A Bitcoin user is always guaranteed to receive real Bitcoin. If it was not real Bitcoin it would never arrive on their wallet in the first place, as creating a “fake Bitcoin” requires hardforking the chain, resulting in a completely new asset altogether. Though the two codebases may be nearly identical, coins on a newly forked chain cannot be sent to the old chain and received as coins of the original chain.
Scarcity of money increases its demand, as people desire things that are valuable or increase in value. A limited money supply increases its value and its purchasing power. In a healthy economy, the money supply is valuable and people can afford goods and services without inflationary price hikes. Fiat cash is controlled by the central banking system and can be created at whim, reducing its value. Theoretically speaking, central bank governance hopes to stimulate the economy by maintaining an optimal level of inflation to stimulate spending and economic growth.
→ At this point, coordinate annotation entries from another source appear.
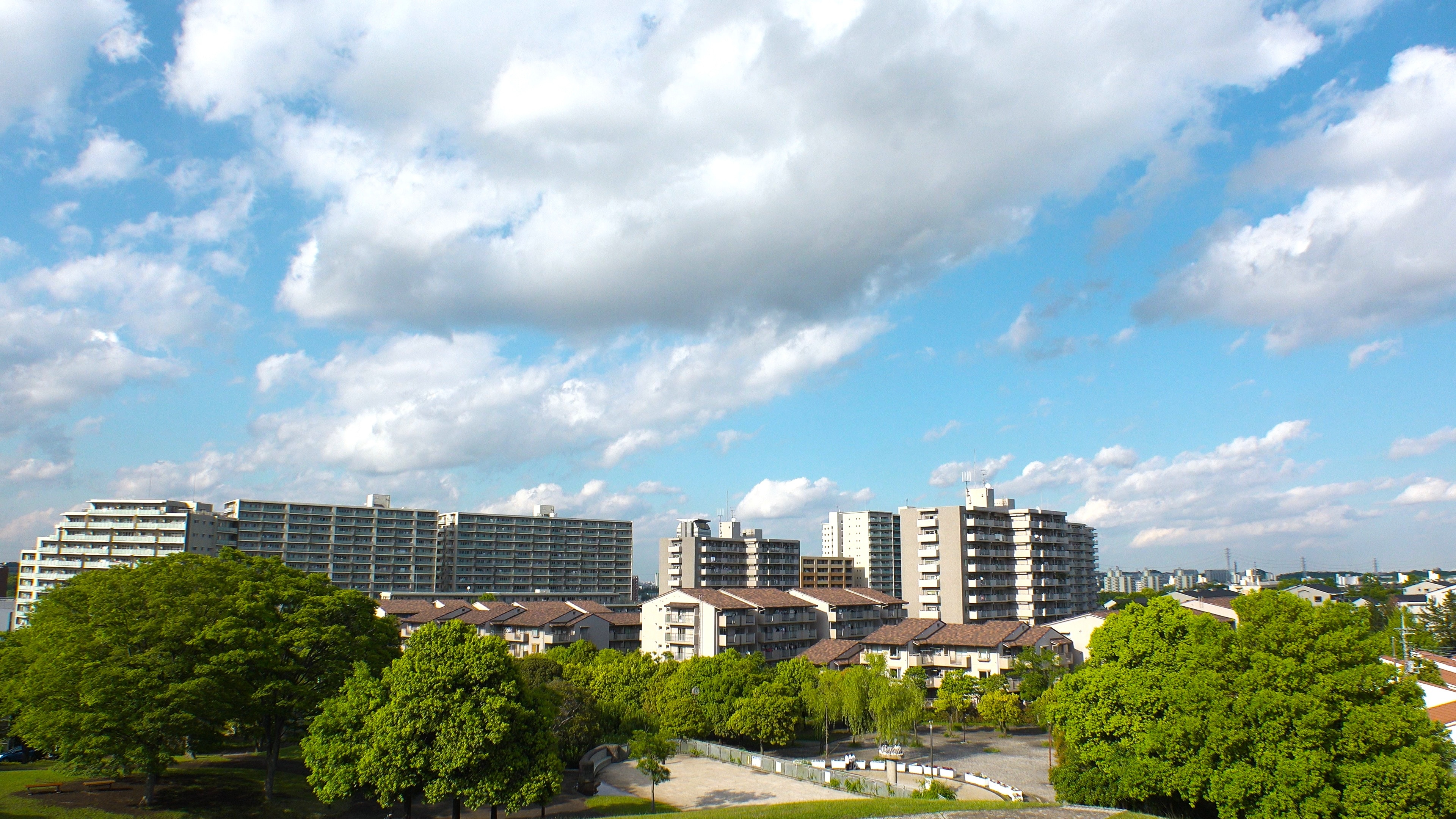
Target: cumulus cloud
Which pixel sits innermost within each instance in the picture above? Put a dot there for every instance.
(1428, 490)
(956, 471)
(107, 158)
(426, 401)
(44, 49)
(1426, 445)
(941, 432)
(1366, 247)
(1388, 346)
(797, 497)
(1237, 492)
(678, 164)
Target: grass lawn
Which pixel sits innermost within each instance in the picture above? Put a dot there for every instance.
(852, 810)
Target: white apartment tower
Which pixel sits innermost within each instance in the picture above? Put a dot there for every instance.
(873, 541)
(737, 557)
(989, 560)
(114, 532)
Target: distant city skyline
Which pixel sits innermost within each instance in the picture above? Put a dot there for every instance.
(1181, 275)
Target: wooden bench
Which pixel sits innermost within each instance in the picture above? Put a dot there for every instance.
(55, 788)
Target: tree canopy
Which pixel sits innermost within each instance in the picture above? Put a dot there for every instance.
(1289, 715)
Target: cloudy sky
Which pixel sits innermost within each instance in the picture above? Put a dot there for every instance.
(1184, 270)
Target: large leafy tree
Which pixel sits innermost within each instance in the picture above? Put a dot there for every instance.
(450, 719)
(108, 675)
(1291, 715)
(287, 643)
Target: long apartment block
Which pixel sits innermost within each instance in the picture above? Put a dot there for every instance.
(989, 560)
(871, 541)
(538, 557)
(736, 559)
(372, 549)
(114, 532)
However, central banks are often subject to the same levels of corruption as found throughout government institutions and monetary policy is often designed to benefit oligarchs, resulting in a form of crony capitalism. Gold is used as a hedge against inflation because of its scarcity and perceived value. Cryptocurrencies and crypto commodities are often hailed as “digital gold” due to their finite nature. Scarcity is defined by immutable, tamper-proof mathematical certainty, and their inability to be controlled by a few elected officials- one of the many merits of decentralization.
Fungibility describes the ability for units of money to be interchanged and held as indistinguishable from each other. Paper money is very fungible. Imagine a swimming pool full of one dollar bills; we can interchangeably use any one of the bills and they will all be accepted equally without a unique identifying characteristic.
Gold is also fungible because it can be melted and mixed together into new forms, although individual units of gold coins may all be different depending on how they were minted, subject to human error.
Cryptocurrencies are generally not as fungible as fiat cash and gold because the blockchain is transparent and users of a public blockchain such as Bitcoin can trace all historical transactions as they interact with different addresses. Various solutions for fungibility in crypto are utilized such as coin mixers or privacy blockchain solutions that mask transaction history or hide it altogether.
A preferable form of money is generally accepted across the economy as a form of payment.
Acceptability is important because money that is widely accepted will have the largest pools of liquidity, therefore insulating the monetary system from volatile market conditions.
How is money created?
In our current central banking model, the money supply is controlled by the Federal Reserve and other centralized bodies that work closely with governments to dictate how to proceed with monetary policy. Proponents of central banking point to the improvement in quality of life that has been achieved by civilization over the past 100+ years in order to support their view, which maintains that central banking is a necessary component of a successful economy.
Critics of central banking, who are often the biggest crypto supporters, assert that although society is the wealthiest it has ever been, the gap between the rich and poor keeps widening- largely because of central banking policies and profit-driven financial institutions that do not see a business opportunity in providing financial services to underserved communities.
By decentralizing money creation and reducing the barrier to access financial services, crypto proponents aim to bridge the inequality gap present in society today. Although it may seem that traditional finance and this new paradigm of decentralization are at odds, leaders in both spaces are developing products and services to create a unified financial world that combines the best from both ends of the spectrum.